Generative AI — Images, Video & Audio
How AI creates images, video, music and speech from scratch
Contents
What makes AI "generative"?
Traditional AI classifies or predicts from existing data — "is this a cat or dog?" Generative AI creates new data — "generate an image of a cat wearing a spacesuit."
The key insight: if you train a model to understand the relationship between descriptions and images deeply enough, you can run it in reverse — give it a description and ask it to create the matching image.
This works because generative models learn the statistical patterns of what things look like, sound like, or read like — and can sample from those patterns to create new examples.
Diffusion models — how Stable Diffusion and Midjourney work
The dominant approach for image generation is diffusion. The intuition:
Training: Take millions of real images. Add random noise to each image progressively until it becomes pure static.

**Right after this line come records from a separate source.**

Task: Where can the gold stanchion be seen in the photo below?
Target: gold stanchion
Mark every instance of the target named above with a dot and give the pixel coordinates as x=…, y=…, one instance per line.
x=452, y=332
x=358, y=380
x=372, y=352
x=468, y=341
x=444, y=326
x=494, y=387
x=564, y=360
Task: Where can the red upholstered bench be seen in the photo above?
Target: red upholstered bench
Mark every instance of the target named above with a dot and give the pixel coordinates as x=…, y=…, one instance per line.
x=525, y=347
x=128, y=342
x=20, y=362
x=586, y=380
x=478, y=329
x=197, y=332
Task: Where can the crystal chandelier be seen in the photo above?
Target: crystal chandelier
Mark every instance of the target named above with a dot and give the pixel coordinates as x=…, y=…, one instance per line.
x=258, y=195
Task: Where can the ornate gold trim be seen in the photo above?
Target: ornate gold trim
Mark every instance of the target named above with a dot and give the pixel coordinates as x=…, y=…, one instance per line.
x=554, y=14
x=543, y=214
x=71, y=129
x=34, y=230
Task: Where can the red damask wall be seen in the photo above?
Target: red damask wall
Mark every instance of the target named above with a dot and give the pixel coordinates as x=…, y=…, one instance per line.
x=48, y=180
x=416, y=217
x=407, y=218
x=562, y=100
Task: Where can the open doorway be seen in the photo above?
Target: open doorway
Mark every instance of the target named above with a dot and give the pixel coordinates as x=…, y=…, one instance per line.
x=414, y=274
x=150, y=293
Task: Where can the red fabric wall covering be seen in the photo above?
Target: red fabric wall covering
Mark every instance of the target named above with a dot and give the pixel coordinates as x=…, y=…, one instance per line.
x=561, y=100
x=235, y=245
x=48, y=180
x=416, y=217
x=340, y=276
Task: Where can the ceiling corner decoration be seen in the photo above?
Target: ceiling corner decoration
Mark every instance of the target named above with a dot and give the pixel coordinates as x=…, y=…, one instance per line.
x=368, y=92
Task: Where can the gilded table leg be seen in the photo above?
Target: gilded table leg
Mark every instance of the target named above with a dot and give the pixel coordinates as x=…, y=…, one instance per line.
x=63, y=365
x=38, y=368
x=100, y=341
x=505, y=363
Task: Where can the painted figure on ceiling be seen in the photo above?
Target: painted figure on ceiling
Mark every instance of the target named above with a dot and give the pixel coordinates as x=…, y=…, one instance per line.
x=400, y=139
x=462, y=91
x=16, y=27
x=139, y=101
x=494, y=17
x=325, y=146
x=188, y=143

Train a neural network to predict and remove the noise at each step.
Generation: Start with pure random noise. Run the denoising network in reverse — gradually removing noise according to a text prompt that guides the direction. After 20-50 steps, a coherent image emerges.
This is why generation takes multiple "steps" — you literally watch the model sculpt an image out of noise, guided by your prompt. Flux.1, Stable Diffusion XL, and Midjourney v6 all use variations of this approach.
Text-to-speech and voice cloning
Modern TTS (text-to-speech) uses neural networks trained on thousands of hours of human speech. The model learns to map text → audio patterns, including prosody (rhythm and emphasis), emotion, and speaker identity.
Voice cloning works by extracting a "voice embedding" — a numerical fingerprint of a specific voice from just a few seconds of audio. The TTS model then generates speech in that voice from any text.
ElevenLabs, Kokoro, and Coqui TTS all use variations of this approach. The open-source Kokoro model (82M parameters) can run in real-time on a laptop CPU and produces near-professional quality.
Video generation — the frontier
Video generation is dramatically harder than image generation because every frame must be consistent with every other frame — maintaining identity, physics, and lighting across time.
Modern video models like Wan 2.1, LTX Video, and HunyuanVideo extend the diffusion approach to 3D (width × height × time) or use transformer architectures that process video tokens similarly to text tokens.
The "consistent character" problem — keeping a face identical across scenes — is one of the hardest open problems. Current solutions use IP-Adapter (face identity embeddings) or fine-tuning on a specific subject, but the results are still imperfect.
Sora, Runway Gen-4, and the open-source alternatives are all making rapid progress — expect video quality to match image quality within 1-2 years.